Sure, sure. My point is that she inspires the fringe, and that her candidacy will pull the party even farther to the right, because moderates have no balls in politics.
That's a good thing though. It's not necessarily about a "tea party candidate" winning the primary, but making sure that whomever does win has to spend time addressing the tea party issues. Most likely whomever does win will be a more moderate candidate, but if that moderate candidate can find a way to assure the tea party folks that he's got their principles in mind, while not scaring away the independents in the middle, that candidate will be a much stronger candidate and have a better chance of unseating Obama than one that just played the middle course from day one. Obviously, there are a ton of variables involved, and I'm not even going to attempt to guess how things will actually go. However, I do happen to think that the involvement in a broader set of issues based candidates in a primary is generally better for the party and it's also better for the people as a whole when a candidate comes out of the process.
I don't want fringe candidates winning too much power in high office. However, I *do* want their ideas and issues to be part of what's taken into account when those who do win take those offices.
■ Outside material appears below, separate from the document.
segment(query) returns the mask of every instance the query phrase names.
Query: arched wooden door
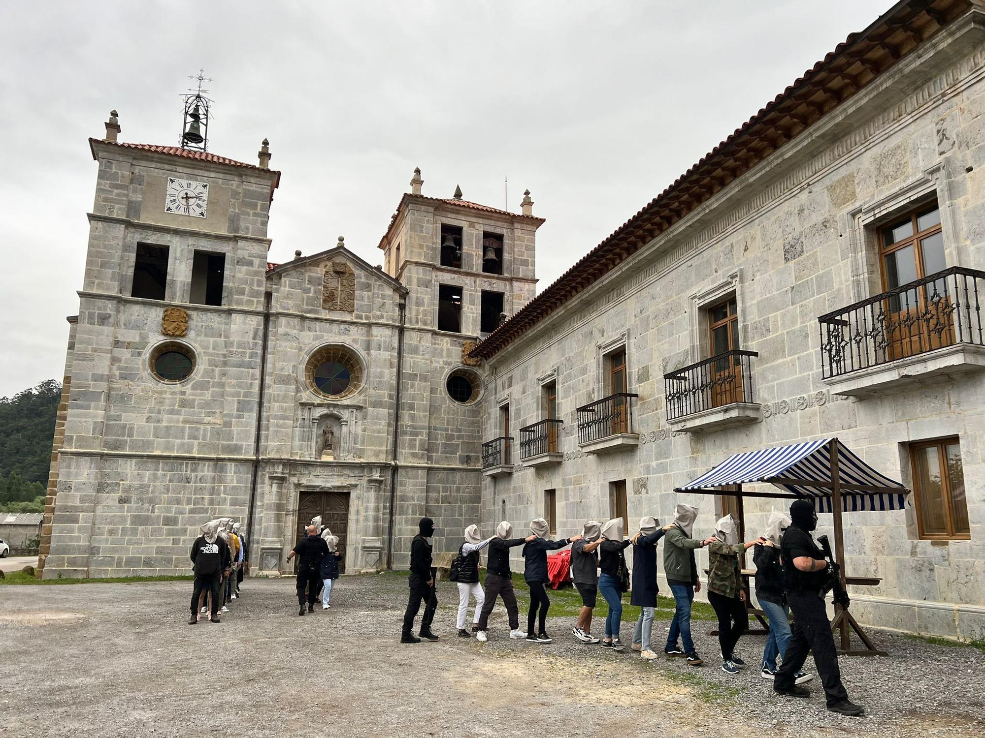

Where those fringe candidates do harm is when they don't win a primary and then embark on a third party debacle, which almost always ends out badly for them and the party they were originally working with. I don't think Bachmann will do that though, so I'm not too concerned about here influence "tearing the party". Pulling them a bit? Again, that's a good thing IMO. We need more Republicans at least talking about the conservative principles espoused by the tea party.